Campeã do Invicta FC, Lívia Renata acredita que encerrou seu ciclo na entidade

Redação Correio 24h

Desde 2013, quando Ronda Rousey venceu Liz Carmouche no UFC 157 e marcou a estreia da categoria feminina, o UFC tem sido alvo de cobiça das lutadoras de MMA. E a realidade não é diferente para a brasileira Lívia Renata Souza, atual campeã peso palha do Invicta FC.


Aos 24 anos, a lutadora ganhou destaque nos torneios mundiais de jiu-jitsu e se tornou sucesso desde que migrou para o MMA. "Migrei do jiu para o MMA quando abriu a minha categoria no UFC. A Ronda foi a embaixadora do MMA feminino, só tenho a agradecer tudo que ela fez para o esporte. O MMA feminino é mais dinâmico comparado ao masculino por não ter tanta estratégia, ser uma luta mais franca", avaliou a campeã em entrevista ao UOL Esporte.


Mas não foi fácil para Lívia iniciar sua trajetória nas artes marciais. O primeiro obstáculo a superar foi a aceitação da família. O impacto aconteceu depois de se machucar em sua terceira luta.


"Não era esse UFC da Globo, em que o Rafael dos Anjos vai até no programa da Ana Maria. Naquela época as pessoas tinham a imagem de que era briga de animal, algo muito violento. Minha família sentiu bastante porque, quando lutei com a Andressa Rocha, levei um chute no osso orbital e fiquei com uma lesão meio séria e feia", relatou ela.

Lívia está invicta em nova lutas e quer decidir seu futuro com o UFC (Foto: Reprodução/Instagram)


"Hoje eles acostumaram, fiquei mais experiente e foi ficando mais natural. Não vamos dizer que é como uma profissão qualquer, mas é uma profissão valorizada. Lutador de MMA de um grande evento não ganha igual um jogador de futebol, mas tem visibilidade parecida hoje em dia", disse.

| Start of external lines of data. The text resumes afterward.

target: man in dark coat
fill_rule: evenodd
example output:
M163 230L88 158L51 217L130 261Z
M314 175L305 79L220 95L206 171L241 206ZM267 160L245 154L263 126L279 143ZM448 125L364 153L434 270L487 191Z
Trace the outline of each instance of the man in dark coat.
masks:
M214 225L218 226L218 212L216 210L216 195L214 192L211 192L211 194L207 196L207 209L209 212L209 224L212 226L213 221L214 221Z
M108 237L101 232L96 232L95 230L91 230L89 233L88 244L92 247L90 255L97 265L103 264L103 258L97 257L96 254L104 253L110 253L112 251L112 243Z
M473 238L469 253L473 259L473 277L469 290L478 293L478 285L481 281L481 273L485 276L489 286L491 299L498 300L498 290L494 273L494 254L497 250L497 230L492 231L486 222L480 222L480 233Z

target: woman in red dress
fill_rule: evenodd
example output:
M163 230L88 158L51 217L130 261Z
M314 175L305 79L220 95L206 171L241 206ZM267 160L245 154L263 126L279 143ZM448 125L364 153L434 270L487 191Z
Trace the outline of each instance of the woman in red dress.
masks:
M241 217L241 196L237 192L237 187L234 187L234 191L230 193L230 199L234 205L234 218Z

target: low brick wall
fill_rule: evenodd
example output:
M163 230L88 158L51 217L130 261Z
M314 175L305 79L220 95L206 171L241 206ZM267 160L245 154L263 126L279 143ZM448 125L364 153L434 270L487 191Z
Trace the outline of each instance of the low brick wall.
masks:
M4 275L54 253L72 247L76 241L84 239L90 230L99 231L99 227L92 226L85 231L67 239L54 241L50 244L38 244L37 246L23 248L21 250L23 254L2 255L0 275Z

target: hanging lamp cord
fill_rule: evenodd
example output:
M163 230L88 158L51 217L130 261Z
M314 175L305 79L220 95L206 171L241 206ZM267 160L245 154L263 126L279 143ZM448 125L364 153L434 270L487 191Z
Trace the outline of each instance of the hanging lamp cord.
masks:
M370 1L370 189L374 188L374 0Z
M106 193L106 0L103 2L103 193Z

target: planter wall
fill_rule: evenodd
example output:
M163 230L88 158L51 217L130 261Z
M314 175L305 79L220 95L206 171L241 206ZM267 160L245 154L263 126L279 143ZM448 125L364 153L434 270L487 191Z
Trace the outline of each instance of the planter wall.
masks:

Para chegar até a principal organização da categoria, ela quer manter o mesmo ritmo. Invicta em nove lutas, ela venceu sete duelos por finalização e um por nocaute. No confronto com DeAnna Bennett, a paulista precisou de apenas 90 segundos para conquistar o triunfo.


"Vou esperar minha mão se recuperar, definir em qual organização vou permanecer, se vou sair e assinar com o UFC. Penso que cumpri minha missão no Invicta, provei meu valor em pé e quero novas oportunidades para minha carreira", projetou Lívia.